Joseph Beuys ve 7000 Meşe

‘Ben suçlu olduğumuzu söylüyorum. Dünyanın durumu insanlık suçudur ve bütün bu olaylara ben de dahilim. Fakat bununla birlikte bilinçteki tembelliğin üstesinden gelmeye çalışıyorum. Bunun için direncin ve yaratıcılığın güçlerini yeni gezegenler arası bir varoluş oluşturmak için harekete geçirmeye uğraşıyorum. Yalnızca yeryüzünde değil, gökyüzünde de.’                                 

                                                   Joseph Beuys

 

Joseph Beuys, insanın doğayla ilişkisi üzerine eğilerek, uyarıcı nitelikteki çalışmalarıyla toplumun sağaltımını gerçekleştirmeye çalışmaktadır. Beuys’un sanatsal bakış acısını “Sosyal heykel” kavramı özetler. “Sosyal heykel” yasadığımız dünyayı nasıl biçimlendirdiğimiz ve şekillendirdiğimizdir. İnsanın ve/veya bir insan edimi olarak sanatın dünyayı yeniden biçimlendirebilen bir işlevi olmalıdır. Bu çerçevede her insan sanatçı ve her düşünce plastik bir anlama sahiptir, çünkü değişim düşüncede baslar: “İnsan düşüncesiyle, duyarlılığıyla, istemiyle heykeldir.” Kendini kuran kendini yapan bir heykel.

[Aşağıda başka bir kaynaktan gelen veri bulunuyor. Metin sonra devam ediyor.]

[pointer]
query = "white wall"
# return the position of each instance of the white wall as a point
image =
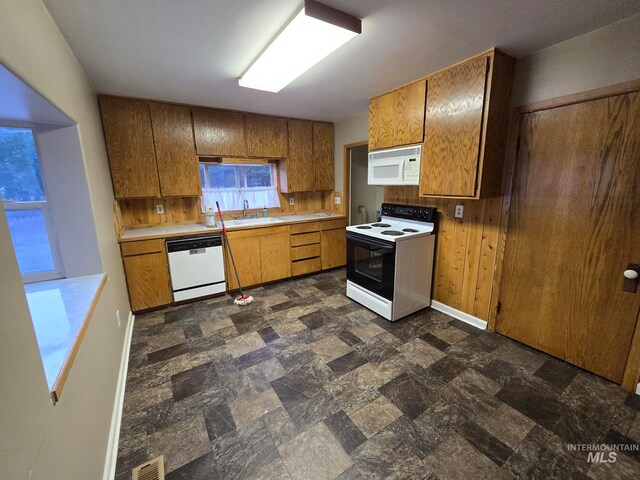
(596, 59)
(69, 440)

Düşünerek yarasını bulur, duyarak bu yarasını kavrayıp iyileştirmeye çalışır, istemiyle de tarihi perspektif içine alır. Beuys’a göre ‘Her insan sanatçıdır’. Bu düşüncenin temeli, her insanda yaşamı oluşturan belirleyici bir unsur olmasından ileri gelen yaratıcı bir potansiyel olduğu savıdır. Buna göre, denilebilir ki sanat, insanın düşüncesi ve eylemi ile yaşamı dönüştürmede etkin biçimde kullanabileceği yaratıcı potansiyel enerjiyi açığa çıkarır.

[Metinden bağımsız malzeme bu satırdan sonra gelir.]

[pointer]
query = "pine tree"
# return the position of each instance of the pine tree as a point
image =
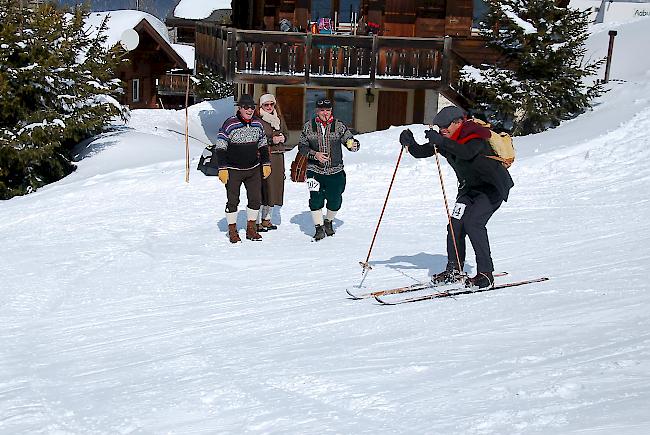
(57, 82)
(543, 77)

Beuys, bildirisinde sanatı, insan düşüncesi ve eylemi olarak tanımlar. Dünya, çağın toplumsal ve siyasal kısıtlamalarına karşı eylemde bulunmalıdır.

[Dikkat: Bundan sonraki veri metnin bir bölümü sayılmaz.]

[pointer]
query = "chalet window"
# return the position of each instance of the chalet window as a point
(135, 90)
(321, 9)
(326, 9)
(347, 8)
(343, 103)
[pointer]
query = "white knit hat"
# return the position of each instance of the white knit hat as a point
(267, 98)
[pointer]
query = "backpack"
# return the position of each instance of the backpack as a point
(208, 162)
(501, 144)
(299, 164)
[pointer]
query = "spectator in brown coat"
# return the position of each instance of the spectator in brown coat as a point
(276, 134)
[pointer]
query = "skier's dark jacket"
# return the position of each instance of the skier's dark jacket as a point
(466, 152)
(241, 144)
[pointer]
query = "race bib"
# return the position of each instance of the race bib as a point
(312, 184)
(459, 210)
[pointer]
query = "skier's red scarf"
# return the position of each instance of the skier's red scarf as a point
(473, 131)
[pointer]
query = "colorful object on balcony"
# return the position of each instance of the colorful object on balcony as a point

Bu nasıl gerçekleştirilebilir? Beuys, Almanya’da yüksek öğretim sorumlularını ve parti yöneticilerini bu sorunlarla savaşmaya çağırdı, ama onun asıl çağrısı dünyanın insan yaratıcılığı konusundaki anlayışsızlığına, kısıtlayıcılığına karşı savaş açılması doğrultusundaydı. Ona göre, kullanılmayan yaratıcılık saldırganlığa dönüşüyor; çevresinde de yaratıcılığın sürekli olarak yadsındığını görüyordu. Beuys kendi yaşadıklarıyla ve herkesin yaşantı ve durumuyla ilgili simgesel nesneler ve çevreler yaratabiliyordu.

Joseph Beuys ve 7000 Meşe

Beuys, sanatı bireyin, toplumun ve aynı zamanda da doğanın iyileşmesi için kullanılabilecek etkin bir araç olarak görüyordu. Beuys’un kendi sanat tanımına yönelik fikirlerini gerçekleştirme olanağı bulduğu heykeli, 1982 yılında yapılan 7. Documenta için tasarlanan ve hızlı endüstrileşme sonucunda ekolojik yapısı tahrip olan Kassel şehrinin tekrar ağaçlandırılmasını amaçlayan 7000 Eichen (7000 Meşe) projesidir. Heykelin gerçekleştirildiği 7. Documenta’ya gönderme yapan yedi sayısının katı olan 7000 sayısının seçilmesi, Beuys’un sosyal heykel projesinin bir parçası olarak yapıtın yararlılığını ve etkisini daha geniş bir alanda göstermesini sağlamak içindir. Ekolojik sorunlara olan duyarlılığı artırmak için yapılan ve tüm Documenta tarihinde de özel bir yeri olan çalışma Beuys’un “Sosyal Heykel” kavramının en büyük ölçekli uygulamasıdır. Sanatçı 7000 Eichen’ın günlük çalışmayı, insanların yaşamını kapsayan bir heykel olduğunu ve sanatın genişletilmiş tanımı olarak adlandırdığı kavramı, sosyal heykel sanatını örneklendirdiğini  belirtir. Tüm Kassel halkının, ağaç dikerek heykelin oluşumuna katılması amaçlanmıştır. Büyüyüp gelişen ağaçlarla heykel, sürekli değişim halinde olan, zamana temellenmiş bir heykeldir.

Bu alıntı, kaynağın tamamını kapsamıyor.